# recipes with cherries



## cherry04 (Jul 4, 2004)

ok. i have spent all day looking for cookie recipes that contain fresh sweet cherries. all of the recipes that i have found were for dried cherries. is there a recipe for cookies containing fresh sweet cherries or is there no such recipe? please help!


----------



## mezzaluna (Aug 29, 2000)

How about this?

If you're looking for interested in tart cherry recipes, type "Door County Cherries" into Google and you'll get a raft of sites using these tart cherries. Door County (Wisconsin) is known for its wonderful stone fruits, berries and apples.

By the way, Cherry04, why not stop in the Welcome Forum and introduce yourself so we can give you a proper welcome?

Regards, 
Mezzaluna


----------



## lunareclipse (Jul 5, 2004)

My boyfriends mom has a recipie for "Black Forest Cookies", but they have a twist. Since my boyfriend loves cherries so much she puts fresh cherries into the cookies. They're really good if you like lots of chocolate and cherries. I could get it for you if you'd like.


----------



## cherry04 (Jul 4, 2004)

thanks LunarEclipse! it would be great if you could get me the recipe. also do you know if you could take any recipe that calls for dried cherries and put in fresh cherries instead?


----------



## lunareclipse (Jul 5, 2004)

Here's the recipe for the cookies cherry04, they're really really good. 

"Black Forest Cookies"
1box devils food cake w/pudding
1/2 cup chopped cherries
1/2 c mard of butter, softened
1 tsp vanilla
2 eggs
1 (12g) pkg of semi-sweet chunks

Spoon onto nonstick pan and cook at 350 for 12-15 minutes. 


As for using fresh cherries instead of dried, I would tihnk its possible, but you may have to take some extra liquid into account since dried cherries wouldn't have any but fresh cherries would.


----------



## cherry04 (Jul 4, 2004)

hey thanks for the recipe LunarEclipse! i can't wait to try them. they sound really good!!


----------



## jock (Dec 4, 2001)

I've generally found that sweet cherries, while deliscious on their own, do not cook well.

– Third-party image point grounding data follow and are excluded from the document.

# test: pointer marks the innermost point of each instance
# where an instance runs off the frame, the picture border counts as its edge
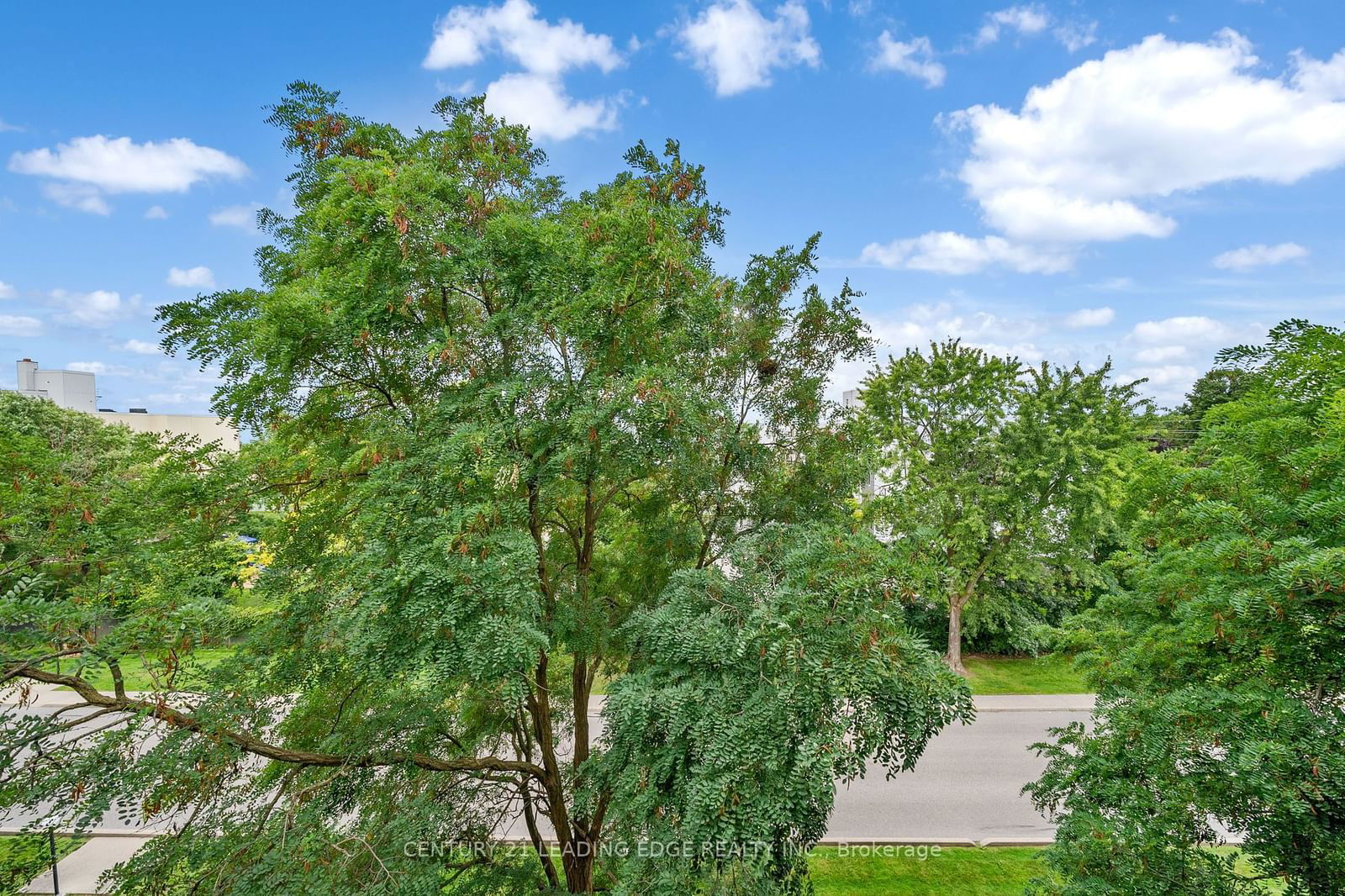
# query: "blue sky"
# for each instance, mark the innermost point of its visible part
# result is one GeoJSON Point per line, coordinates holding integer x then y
{"type": "Point", "coordinates": [1063, 181]}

They become almost tasteless. Sour cherries have a more robust flavor that stands up better in cooking. 
I understand that sour cherries have a very short growing season and I've never used fresh ones. I get a jar of them from Trader Joe's which taste pretty good.

Jock


----------



## plum (Mar 17, 2001)

I had a friend who did this: keeping the stems on, soaked cherries for 3 days in liqueur (maybe kirsch?) and then dipped them in chocolate. Said to be very popular!
Have fun inventing something new with recipes that call for berries of any kind. 

Plum.


----------